Il Gabbiano Jonathan Livingston - Richard Bach – Romanzo Breve

In questo libro così piccolo nelle dimensioni è racchiusa una delle storie più conosciute della letteratura: la storia del gabbiano Jonathan Livingston. Jonathan è un gabbiano_livingstone gabbiano a cui piace volare, adora questa capacità di volare che gli è stata donata e decide di svilupparla al meglio. Nei suoi voli lunghi e pieni di difficoltà, Jonathan si allontana spesso dal suo stormo: i gabbiani non sono uccelli esperti nel volo, sono uccelli di mare, cercano semplicemente di sopravvivere.

Jonathan viene scacciato via dal suo stormo, la sua voglia di libertà non coincide con le idee dei suoi compagni; così finirà per vagare da solo per mare, completamente libero. Per anni si eserciterà nel volo e la sua passione lo porterà a raggiungere, dopo la sua morte, uno stadio successivo, arrivando infine nel “Paradiso dei Gabbiani”.

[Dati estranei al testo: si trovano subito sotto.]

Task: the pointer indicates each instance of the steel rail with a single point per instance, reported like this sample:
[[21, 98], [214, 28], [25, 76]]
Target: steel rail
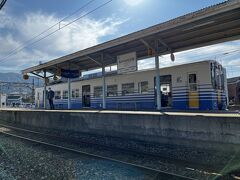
[[97, 156]]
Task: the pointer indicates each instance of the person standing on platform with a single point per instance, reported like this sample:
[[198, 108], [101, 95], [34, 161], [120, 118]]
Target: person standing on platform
[[50, 96]]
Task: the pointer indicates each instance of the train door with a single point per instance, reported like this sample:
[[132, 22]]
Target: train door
[[193, 94], [166, 90], [86, 98]]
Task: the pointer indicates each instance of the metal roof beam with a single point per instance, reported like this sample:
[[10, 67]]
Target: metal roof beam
[[37, 74], [97, 62], [146, 44], [166, 45]]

I gabbiani del paradiso non sono come gli altri gabbiani che aveva conosciuto, sono diversi, sorprendentemente candidi e capaci di prodezze nel volo che Jonathan non aveva mai visto prima. Il suo maestro ed amico Sullivan gli spiegherà che quello non era che un altro stadio dell'esistenza e che la perfezione che Jonathan sperava di raggiungere l'avrebbe conquistata continuando a perfezionarsi, salendo di piano in piano.

In questa favola scritta da Richard Bach, la voglia di libertà e la determinazione di un gabbiano diventano simbolo di un individualismo necessario ad ogni uomo per essere sé stesso e per sentirsi veramente libero. Con la semplicità di un racconto per ragazzi questo libro riesce a toccare chiunque lo legga con le sue parole, così semplici eppure così toccanti. Anche un adulto, un qualsiasi adulto, sarà colpito dalla lettura di questo libricino diventato un “cult” della letteratura contemporanea.

“Il gabbiano Jonathan Livingston” è un libro che si rilegge volentieri nel corso della propria vita, un libro che diventa quasi necessario in alcuni momenti, per ricordare quanto sia difficile eppur gratificante la sensazione di sentirsi liberi, per ricordare che “Ciascuno di noi è, in verità, un immagine del grande gabbiano, un'infinita idea di libertà, senza limiti”.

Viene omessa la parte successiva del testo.